Administration de biens : apports et limites du digital
Visites virtuelles, contrats numérisés, assemblées générales en distanciel… Immo City entend tirer parti des innovations numériques pour faire évoluer son offre de services. Rencontre avec Patrick Frigaux (E.13), directeur général.
Pourquoi la digitalisation du secteur immobilier accuse-t-elle un retard ?
Patrick Frigaux : Dans un cabinet d’administration de biens, vous trouvez des murs de papiers derrière les bureaux des comptables… Ce sont des métiers de papier, mais aussi des métiers basés sur la relation humaine : l’activité principale d’un syndic est de traiter les demandes des copropriétaires, avec lesquels il est en contact. Ces domaines d’activité sont difficiles à digitaliser. D’ailleurs, de nombreuses start-up ont émergé dans ce secteur, mais peu ont réussi à percer… Bien sûr, la digitalisation de la communication, des annonces, a connu quelques belles success stories comme celle de Seloger.com, mais la chaîne de valeur des opérations restait difficile à digitaliser. Or nous sommes entrés dans une ère où cela devient possible. Les éditeurs de logiciels innovent et nous disposons désormais de nombreux outils pour digitaliser nos activités. Des offres alternatives voient le jour, sur certains pans de la relation client, et boostent les acteurs traditionnels. Il est par exemple possible aujourd’hui de visiter puis de louer, voire d’acheter, un appartement en suivant un parcours exclusivement digital. En la matière, il faut reconnaître que la crise sanitaire nous a fait gagner plusieurs années sur le plan de la transformation des usages et des méthodes !
Jusqu’à quel point avez-vous digitalisé la chaîne de valeur dans vos métiers ?

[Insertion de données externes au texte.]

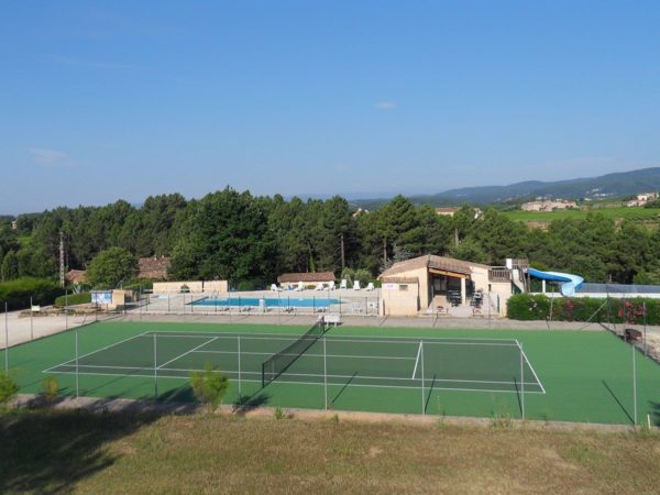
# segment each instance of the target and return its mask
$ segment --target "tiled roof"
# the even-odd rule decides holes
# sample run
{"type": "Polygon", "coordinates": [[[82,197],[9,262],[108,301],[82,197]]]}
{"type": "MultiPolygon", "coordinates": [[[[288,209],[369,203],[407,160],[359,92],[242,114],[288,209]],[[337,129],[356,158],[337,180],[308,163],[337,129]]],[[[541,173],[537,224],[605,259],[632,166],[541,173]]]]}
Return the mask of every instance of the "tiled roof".
{"type": "Polygon", "coordinates": [[[165,279],[169,268],[169,257],[141,257],[138,260],[140,267],[139,278],[165,279]]]}
{"type": "Polygon", "coordinates": [[[403,262],[395,263],[383,272],[378,278],[391,277],[400,273],[406,273],[411,270],[419,268],[436,268],[444,270],[447,272],[462,273],[470,275],[472,267],[490,268],[488,265],[482,265],[481,263],[471,263],[462,260],[454,260],[453,257],[436,256],[435,254],[427,254],[419,257],[413,257],[403,262]]]}
{"type": "Polygon", "coordinates": [[[332,272],[283,273],[277,277],[279,284],[296,284],[298,282],[334,282],[332,272]]]}
{"type": "Polygon", "coordinates": [[[72,284],[87,282],[87,275],[84,270],[69,270],[64,277],[72,284]]]}
{"type": "Polygon", "coordinates": [[[383,277],[381,278],[383,284],[417,284],[419,278],[417,277],[383,277]]]}

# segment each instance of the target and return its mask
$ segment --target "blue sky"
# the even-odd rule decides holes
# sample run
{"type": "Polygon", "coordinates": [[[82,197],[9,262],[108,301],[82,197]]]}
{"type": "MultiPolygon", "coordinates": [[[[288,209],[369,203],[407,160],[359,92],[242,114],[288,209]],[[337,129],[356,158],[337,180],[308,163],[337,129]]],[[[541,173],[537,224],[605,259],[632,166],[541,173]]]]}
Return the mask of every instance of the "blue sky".
{"type": "Polygon", "coordinates": [[[660,166],[660,2],[3,1],[0,213],[660,166]]]}

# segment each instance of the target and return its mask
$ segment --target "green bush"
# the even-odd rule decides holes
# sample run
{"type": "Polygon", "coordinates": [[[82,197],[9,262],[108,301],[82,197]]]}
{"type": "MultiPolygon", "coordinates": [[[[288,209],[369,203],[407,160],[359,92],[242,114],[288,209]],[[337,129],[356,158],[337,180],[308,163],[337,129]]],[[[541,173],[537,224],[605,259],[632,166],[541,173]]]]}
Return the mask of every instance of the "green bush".
{"type": "Polygon", "coordinates": [[[0,405],[10,402],[19,393],[19,385],[7,373],[0,373],[0,405]]]}
{"type": "Polygon", "coordinates": [[[211,363],[206,363],[204,371],[190,374],[190,386],[197,400],[207,406],[209,413],[212,413],[220,405],[229,388],[229,377],[222,372],[215,371],[211,363]]]}
{"type": "Polygon", "coordinates": [[[590,297],[554,297],[516,294],[507,304],[507,316],[513,320],[592,321],[660,324],[660,300],[648,298],[596,299],[590,297]]]}
{"type": "Polygon", "coordinates": [[[42,382],[42,397],[51,407],[59,395],[59,382],[55,376],[46,376],[42,382]]]}
{"type": "Polygon", "coordinates": [[[61,294],[64,289],[45,278],[22,277],[0,283],[0,305],[7,301],[10,310],[30,307],[30,297],[35,305],[52,305],[61,294]]]}
{"type": "Polygon", "coordinates": [[[67,301],[69,306],[89,304],[91,302],[91,293],[69,294],[68,298],[66,295],[59,296],[55,299],[55,306],[64,307],[67,301]]]}

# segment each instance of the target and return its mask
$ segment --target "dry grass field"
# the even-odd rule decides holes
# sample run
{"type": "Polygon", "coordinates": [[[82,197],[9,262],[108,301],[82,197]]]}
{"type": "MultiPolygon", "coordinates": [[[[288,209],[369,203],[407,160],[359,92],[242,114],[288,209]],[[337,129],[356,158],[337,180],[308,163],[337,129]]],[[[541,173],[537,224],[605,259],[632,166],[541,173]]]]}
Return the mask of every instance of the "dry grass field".
{"type": "Polygon", "coordinates": [[[0,492],[658,493],[656,433],[75,410],[0,416],[0,492]]]}

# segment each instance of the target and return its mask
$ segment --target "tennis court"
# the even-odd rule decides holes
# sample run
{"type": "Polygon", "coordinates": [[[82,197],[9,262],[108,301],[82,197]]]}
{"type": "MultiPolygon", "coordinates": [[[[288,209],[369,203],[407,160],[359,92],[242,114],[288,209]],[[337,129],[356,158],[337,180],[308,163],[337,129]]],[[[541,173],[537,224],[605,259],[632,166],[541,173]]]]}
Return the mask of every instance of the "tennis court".
{"type": "Polygon", "coordinates": [[[44,373],[187,381],[191,372],[202,371],[207,363],[237,384],[250,384],[250,391],[254,391],[254,384],[265,387],[277,382],[544,393],[519,342],[508,339],[145,331],[44,373]]]}
{"type": "Polygon", "coordinates": [[[193,402],[209,363],[230,377],[224,404],[660,425],[660,365],[634,356],[605,331],[183,321],[98,322],[2,355],[33,394],[56,376],[62,395],[193,402]]]}

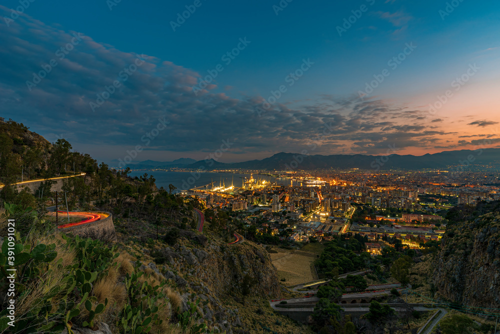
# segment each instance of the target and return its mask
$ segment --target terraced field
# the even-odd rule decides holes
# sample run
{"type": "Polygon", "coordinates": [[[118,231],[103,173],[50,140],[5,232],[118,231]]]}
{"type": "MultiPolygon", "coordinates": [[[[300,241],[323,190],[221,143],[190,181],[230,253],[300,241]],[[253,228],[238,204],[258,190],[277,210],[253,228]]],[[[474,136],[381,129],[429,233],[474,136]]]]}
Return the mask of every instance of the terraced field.
{"type": "Polygon", "coordinates": [[[272,264],[278,270],[278,278],[286,280],[286,286],[295,285],[317,280],[312,265],[316,255],[304,252],[275,248],[278,253],[270,254],[272,264]]]}

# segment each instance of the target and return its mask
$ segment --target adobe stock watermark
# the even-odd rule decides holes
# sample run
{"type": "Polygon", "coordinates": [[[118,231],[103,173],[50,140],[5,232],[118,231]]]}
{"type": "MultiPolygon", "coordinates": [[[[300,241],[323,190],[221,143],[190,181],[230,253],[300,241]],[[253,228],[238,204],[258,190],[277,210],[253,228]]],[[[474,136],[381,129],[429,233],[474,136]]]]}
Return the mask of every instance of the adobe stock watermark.
{"type": "MultiPolygon", "coordinates": [[[[228,51],[222,55],[220,60],[224,62],[226,66],[228,66],[232,60],[236,58],[236,57],[240,55],[240,53],[245,50],[248,44],[252,42],[250,40],[247,40],[246,38],[240,38],[240,42],[230,51],[228,51]]],[[[218,76],[219,73],[224,70],[224,66],[222,64],[218,64],[213,70],[207,70],[206,72],[208,74],[205,76],[204,78],[198,84],[192,86],[192,92],[194,95],[198,96],[198,92],[201,92],[206,88],[210,82],[214,81],[218,76]]]]}
{"type": "Polygon", "coordinates": [[[18,6],[14,10],[10,8],[10,18],[6,16],[4,16],[4,20],[8,27],[10,26],[10,24],[19,18],[19,15],[24,12],[24,10],[28,8],[30,4],[34,2],[35,0],[19,0],[19,4],[20,6],[18,6]]]}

P.F. : La prise de rendez-vous pour les candidats à la location, tout comme la vérification des éléments de leurs dossiers, sont aujourd’hui totalement digitalisées chez nous. Nous pouvons également dématérialiser la signature d’un contrat de bail ou d’un compromis de vente. Nous venons d’ailleurs de le faire pour un acquéreur résidant à Singapour, avec lequel tout s’est effectué à distance. Pour nos activités de syndic, un métier de paperasse par excellence avec des milliers de factures à gérer, nous avons des logiciels qui scannent, numérisent, « océrisent » et précomptabilisent les factures. Cela permet d’alléger nos comptables de tâches fastidieuses et sans valeur ajoutée pour les recentrer sur des tâches plus intelligentes, comme le contrôle et l’analyse. Pour les visites d’immeuble, nos gestionnaires utilisent une application mobile qui génère automatiquement les comptes-rendus et les envoie aux clients. Nous permettons également aux copropriétaires d’accéder à la comptabilité de leur immeuble en ligne en toute transparence, ou de nous joindre par e-mail. Cette forme de communication digitale avec son syndic rejoint les nouvelles habitudes d’usage des services. Le gain de temps, de productivité et de satisfaction client est évident !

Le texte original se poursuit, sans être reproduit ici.